Pienso también en qué pasaría si nos quitásemos el blindaje mental y sometiésemos al rey y familia a la misma lupa rigurosa y al mismo foco potente con que observamos a otros; qué pasaría si algunos medios sometiesen al rey al mismo marcaje estrecho a que someten a sus adversarios políticos. ¿Se lo imaginan, el rey bajo el mismo escrutinio a que son sometidos estos días Artur Mas y la familia Pujol, o en otros momentos Alfonso Guerra y su hermano, Francisco Camps, o hasta los líderes sindicales, de los que algunos cuentan vacaciones, restaurantes favoritos y modelos de reloj? ¿Imaginan que nos dedicásemos durante semanas a seguir al rey, a vigilar sus movimientos, con quién va, con quién cena, qué hace en cada momento, qué compra, con quién se reúne? Se achicharraría con tanta luz, es como una planta de interior que siempre ha estado protegida.
O véanlo de otra manera: tras dos años en que hemos tenido un yerno investigado, cacería en África, amante, amistades peligrosas, viajes con negocios gordos por medio, ¿cómo actuaría la prensa británica con esa munición, si fuesen la reina Isabel o alguien de su familia los implicados? ¿Creen que se andarían con tanta delicadeza? ¿Escribirían “la amiga del rey”?

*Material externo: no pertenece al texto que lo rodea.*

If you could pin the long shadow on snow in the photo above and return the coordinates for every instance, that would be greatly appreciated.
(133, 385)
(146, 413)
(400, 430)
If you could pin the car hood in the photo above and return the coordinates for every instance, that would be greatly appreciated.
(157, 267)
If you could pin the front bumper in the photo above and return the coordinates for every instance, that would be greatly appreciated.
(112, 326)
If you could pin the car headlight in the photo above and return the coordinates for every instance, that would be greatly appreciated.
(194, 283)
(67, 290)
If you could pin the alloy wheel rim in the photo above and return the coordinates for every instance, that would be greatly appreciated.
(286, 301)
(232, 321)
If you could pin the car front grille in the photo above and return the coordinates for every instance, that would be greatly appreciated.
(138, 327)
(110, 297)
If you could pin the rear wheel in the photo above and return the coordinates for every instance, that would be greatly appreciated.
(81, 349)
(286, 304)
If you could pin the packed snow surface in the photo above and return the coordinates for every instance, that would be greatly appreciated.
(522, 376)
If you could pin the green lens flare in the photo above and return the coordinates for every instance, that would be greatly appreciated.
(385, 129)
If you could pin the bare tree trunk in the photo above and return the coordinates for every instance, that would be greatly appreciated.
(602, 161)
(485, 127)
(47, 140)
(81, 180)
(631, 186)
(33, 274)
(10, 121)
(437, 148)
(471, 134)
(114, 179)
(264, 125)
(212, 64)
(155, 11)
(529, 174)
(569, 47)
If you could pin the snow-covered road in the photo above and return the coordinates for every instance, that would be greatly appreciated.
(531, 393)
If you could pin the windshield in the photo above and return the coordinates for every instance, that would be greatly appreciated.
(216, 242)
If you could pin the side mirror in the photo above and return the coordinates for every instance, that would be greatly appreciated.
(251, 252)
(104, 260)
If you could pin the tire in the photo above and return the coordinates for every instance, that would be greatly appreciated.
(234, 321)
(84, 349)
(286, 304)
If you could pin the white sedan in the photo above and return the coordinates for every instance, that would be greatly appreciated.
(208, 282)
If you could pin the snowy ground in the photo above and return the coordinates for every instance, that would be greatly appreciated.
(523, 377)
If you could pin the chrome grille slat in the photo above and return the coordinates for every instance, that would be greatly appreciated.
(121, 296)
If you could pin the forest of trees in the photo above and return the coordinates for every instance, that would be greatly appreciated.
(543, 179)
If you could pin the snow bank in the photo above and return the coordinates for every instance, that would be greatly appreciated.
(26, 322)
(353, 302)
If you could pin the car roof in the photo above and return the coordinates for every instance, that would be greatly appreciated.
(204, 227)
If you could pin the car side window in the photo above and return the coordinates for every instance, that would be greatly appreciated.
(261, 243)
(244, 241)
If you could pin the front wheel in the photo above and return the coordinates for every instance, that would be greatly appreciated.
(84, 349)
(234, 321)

Volviendo a Corinna, sabemos que su relación con el rey es un “secreto a voces” desde hace años. Los correos entregados ayer por el socio de Urdangarín son de hace ocho años. Casi una década de “secretos a voces”, en que muchos estaban al tanto de cómo acompañaba al rey en viajes oficiales, le organizaba la agenda, asumía funciones de representación, era anfitriona de sus cacerías, le ponía en contacto con hombres de negocios. Una década de ser “amiga del rey”, un asunto privado del que no había nada que decir por ser eso, privado.

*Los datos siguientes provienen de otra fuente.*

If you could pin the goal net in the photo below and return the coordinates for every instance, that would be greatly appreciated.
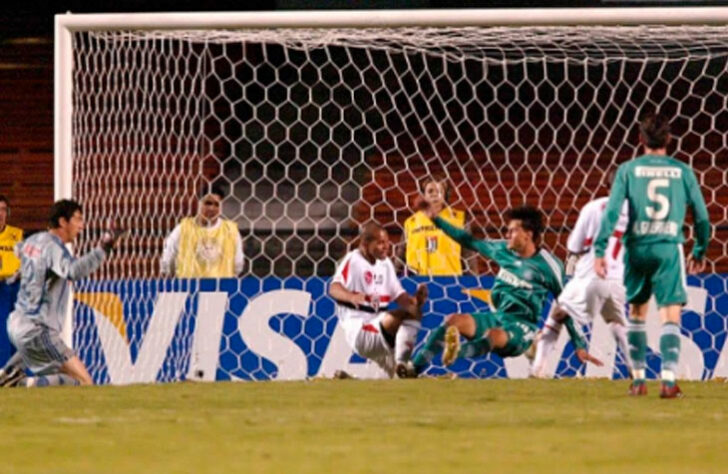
(311, 132)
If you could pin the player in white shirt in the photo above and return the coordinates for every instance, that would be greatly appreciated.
(364, 286)
(586, 295)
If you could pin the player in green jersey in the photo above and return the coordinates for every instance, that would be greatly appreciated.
(658, 189)
(527, 274)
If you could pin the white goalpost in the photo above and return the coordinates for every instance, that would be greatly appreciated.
(315, 122)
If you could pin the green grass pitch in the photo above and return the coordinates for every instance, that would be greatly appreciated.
(490, 426)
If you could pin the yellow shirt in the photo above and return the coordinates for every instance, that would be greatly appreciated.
(429, 250)
(9, 262)
(207, 253)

Así impidió la Mesa del Congreso el pasado abril que los grupos de izquierda pudiesen preguntar al Gobierno acerca del viaje a Botsuana: “afectan a la vida privada de la Casa Real”, explicó la vicepresidenta del Congreso, Celia Villalobos.

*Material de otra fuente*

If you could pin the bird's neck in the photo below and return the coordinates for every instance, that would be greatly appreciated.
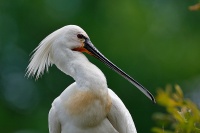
(86, 74)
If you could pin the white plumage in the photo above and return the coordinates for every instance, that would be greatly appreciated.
(87, 105)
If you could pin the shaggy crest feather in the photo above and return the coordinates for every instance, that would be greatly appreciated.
(41, 57)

Aquel día Izquierda Unida pretendía que el Gobierno respondiese a preguntas como: ¿Quién ha nombrado a doña Corinna representante del rey? ¿Quién la nombró “Consejera Estratégica” de la Delegación oficial española conducida por el rey en Arabia Saudí? ¿Qué gestiones ha realizado doña Corinna en nombre del monarca? ¿Qué papel ha jugado y a título de qué en relación con las inversiones españolas en Arabia Saudí?
Preguntas que, como se ve, tienen que ver con la estricta vida privada del rey y su “amiga”. Pero que son rechazadas, por lo que seguiremos con los “secretos a voces”, y no es este el único que rodea al rey.
Volviendo al comienzo del artículo, déjenme acabar con el otro eufemismo que mencionaba, el de la “larga enfermedad”. Hoy es la monarquía la que padece una “larga enfermedad”. Aunque pocos se atrevan a llamarla por su nombre.